History is not something that is simply in the past, safely tucked away like a box of old things in a storage room. It does not remain hidden until we decide to look through those objects and pictures containing so many memories.

Instead it is all around us, cluttering our daily existence. This understanding of history is evident in the work of Risham Syed, a well-established artist based in Lahore. She recently exhibited a new body of work at Canvas Gallery, Karachi. Her art provokes viewers to reconsider the past and the present in order to come to terms with both.
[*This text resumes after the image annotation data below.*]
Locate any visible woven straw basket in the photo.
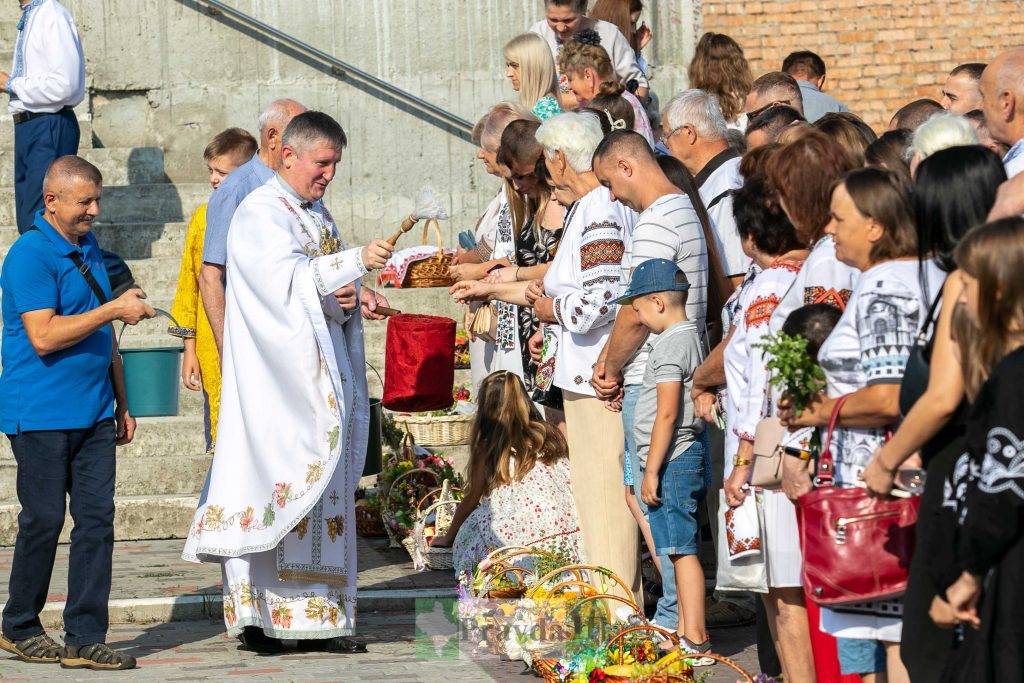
[401,219,455,288]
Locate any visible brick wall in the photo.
[702,0,1024,131]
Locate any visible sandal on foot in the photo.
[60,643,135,671]
[0,633,62,664]
[299,637,367,654]
[239,626,285,654]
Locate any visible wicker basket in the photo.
[395,413,476,446]
[401,219,455,289]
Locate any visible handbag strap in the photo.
[814,394,850,487]
[27,225,110,306]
The artist has exhibited her mixed media installations around the world, including a major project commissioned for the Abraaj Capital Art Prize during Art Dubai in 2012. This art fair is a major venue for artists from the Middle East, North Africa, and South Asia (MENASA) and it draws the attention of the global art world. Syed presented a set of seven quilts exploring historical and contemporary narratives.
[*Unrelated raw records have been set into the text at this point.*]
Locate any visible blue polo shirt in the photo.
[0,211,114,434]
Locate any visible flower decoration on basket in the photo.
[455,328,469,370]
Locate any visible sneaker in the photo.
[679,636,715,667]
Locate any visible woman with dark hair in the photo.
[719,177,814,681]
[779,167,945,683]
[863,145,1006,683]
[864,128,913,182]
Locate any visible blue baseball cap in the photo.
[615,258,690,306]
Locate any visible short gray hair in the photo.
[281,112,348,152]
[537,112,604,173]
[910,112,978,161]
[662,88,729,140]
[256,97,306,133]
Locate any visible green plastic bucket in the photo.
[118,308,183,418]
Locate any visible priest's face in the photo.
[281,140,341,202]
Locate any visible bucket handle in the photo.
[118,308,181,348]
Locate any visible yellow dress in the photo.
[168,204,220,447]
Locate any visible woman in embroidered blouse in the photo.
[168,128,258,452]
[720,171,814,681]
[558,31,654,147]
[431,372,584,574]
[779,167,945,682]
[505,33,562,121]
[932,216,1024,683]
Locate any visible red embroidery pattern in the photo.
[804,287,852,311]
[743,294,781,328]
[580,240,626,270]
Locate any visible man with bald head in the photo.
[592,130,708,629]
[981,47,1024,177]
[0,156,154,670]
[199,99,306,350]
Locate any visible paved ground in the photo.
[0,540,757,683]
Now she has put together a comprehensive exhibition of new works that showcase the intricacy and intelligence of her entire oeuvre. It includes a quilt, as well as several other signature elements that the artist utilises in her artworks.

Unlike some other well-known Pakistani artists who seem to get stuck using the same type of imagery over and over again in a stamp-like, cut-and-paste method, Syed’s incorporation of similar parts and pictures from one work to the next is done in such a way that it makes sense. She never does it in exactly the same manner, blindly putting down the same image no matter the context.

Risham Syed’s art provokes us to reconsider the past and the present

Instead, the artist’s use of sewing and embroidery makes perfect sense in each work, for example in this body of work; a quilt seems to serve as the guide for the exhibition. Entitled ‘Kaal Pakhan’, “black birding” is a term that emerges from a particular moment in history. Black birds served as “guards” that exposed escaping slaves by screeching their terrible calls. This multifaceted quilt takes this reference to the British from other parts of its colonial empire and applies it to contemporary Pakistan. Other elements sewn on to the bedding suggest both imperial rule and life in the post-colonial nation today. The viewer has to put together the story in a way that makes sense to him or her.

Elaborate gold frames are also found in many of Syed’s work. The purpose is not decorative. Instead, these fanciful frames create a sense of worth even if the work is a cheap copy. The image found here is a 19th century street scene of Paris; however, the same painting appears a number of times. This is because it is reproduced over and over again by Chinese painters in a factory-like manner for buyers who want the look of sophistication. People in Pakistan and other parts of the post-colonial world might believe that Paris in the 19th century was at the height of culture. Thus they acquire these mass-produced paintings to give others the impression that they too are sophisticated.

One other important signature element in the current series of work is a reproduction of an Orientalist painting. The artist uses this style of painting that European (primarily French) artists made in the 19th century when colonialism of the MENASA area was in full force. Painters made exotic images of areas recently conquered.

Today we can view them as Europeans misconstruing life in these countries. In Syed’s work, her reproduction serves as a narrative for previous domination that continues to exist today, albeit in a different form. By looking at history, the artist presents us with ways to understand our contemporary world.